When working on Google Cloud Platform (GCP), security and access control are paramount. GCP uses Identity and Access Management (IAM) to help you manage who (identity) has what access (role) to which resources. In this blog, we’ll explore the fundamentals of IAM in GCP, including principals, roles, permissions, service accounts, types of roles, and how to create and assign custom roles.
What is IAM in GCP?
IAM lets administrators authorize who can take what action on specific resources in GCP. It helps implement the principle of least privilege, ensuring that users and services only have the access they need — no more, no less.
Principals in GCP
A principal is any identity that can be authenticated and authorized to access GCP resources.
Types of Principals:
- Google Account – e.g.,
user@example.com - Service Account – Used by applications or virtual machines to interact with GCP APIs.
- Google Group – A group of Google accounts.
- Cloud Identity or Google Workspace domain – e.g.,
@example.com - AllAuthenticatedUsers – Anyone authenticated with a Google account.
- AllUsers – Public access; anyone on the internet.

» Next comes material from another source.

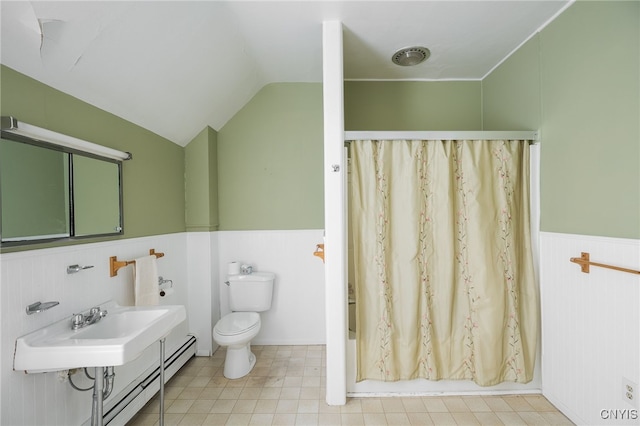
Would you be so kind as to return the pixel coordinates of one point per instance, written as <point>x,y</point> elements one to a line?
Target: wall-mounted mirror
<point>49,191</point>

Service Accounts (Service Principals)
A service account is a special kind of principal that is owned by an application or VM, not by a human user. It is commonly used to:
- Authenticate to GCP APIs
- Run workloads on Compute Engine, App Engine, or Cloud Functions
- Assign permissions to code running in the cloud
You can also grant roles to service accounts just like regular users.
Roles and Permissions
In IAM, permissions determine what actions a principal can perform, and roles are collections of permissions.
You cannot assign permissions directly to users; you must assign a role that bundles the permissions.
Example:
compute.instances.list– permission to list Compute Engine instancesroles/viewer– role that includes read-only access to most resources
Types of Roles
- Basic Roles (Primitive)
roles/owner,roles/editor,roles/viewer- Apply across all GCP services (not recommended for fine-grained access control)
- Predefined Roles
- Created and maintained by Google
- Service-specific (e.g.,
roles/compute.instanceAdmin,roles/storage.objectViewer)
- Custom Roles
- Created by users to define specific sets of permissions
- Useful when predefined roles grant too many or too few permissions
How to Create a Custom Role
You can create custom roles via Google Cloud Console, gcloud CLI, or Terraform. Here’s how to do it via the gcloud CLI:
gcloud iam roles create customComputeViewer \
--project=your-project-id \
--title="Custom Compute Viewer" \
--description="Custom role to view compute resources" \
--permissions=compute.instances.get,compute.instances.list \
--stage=GA
Custom roles are project-level or organization-level.
Assigning a Role to a Principal
You can assign a role using the Cloud Console, gcloud CLI, or Terraform.
Using gcloud CLI:
gcloud projects add-iam-policy-binding your-project-id \
--member="user:user@example.com" \
--role="roles/compute.viewer"Using Terraform:
resource “google_project_iam_member” “viewer” {
project = “your-project-id”
role = “roles/compute.viewer”
member = “user:user@example.com”
}
Summary
| Component | Description |
|---|---|
| Principal | Who needs access (user, service account, group) |
| Role | What actions they can perform |
| Permission | Specific actions within a role (e.g., compute.instances.list) |
| Service Account | A non-human identity used by apps or services |
| Custom Role | A user-defined set of permissions |
| Assignment | Mapping a role to a principal at a resource level |
Best Practices
- Follow the principle of least privilege.
- Use predefined roles where possible.
- Use custom roles for precise permission control.
- Regularly audit IAM policies for security compliance.
Conclusion
IAM (Identity and Access Management) is a foundational component of security and resource management in Google Cloud Platform. By understanding principals, roles, and permissions, and how they work together, you can control who has access to what in your cloud environment. GCP offers flexibility through basic, predefined, and custom roles, allowing you to implement fine-grained access control tailored to your project’s needs.
Whether you’re assigning roles to users or service accounts, or crafting your own custom roles, always follow the principle of least privilege — granting only the permissions necessary to get the job done. A strong IAM strategy not only enhances security but also improves operational clarity and accountability across your cloud infrastructure.
By mastering IAM, you’re taking a big step toward becoming a more effective and secure GCP practitioner.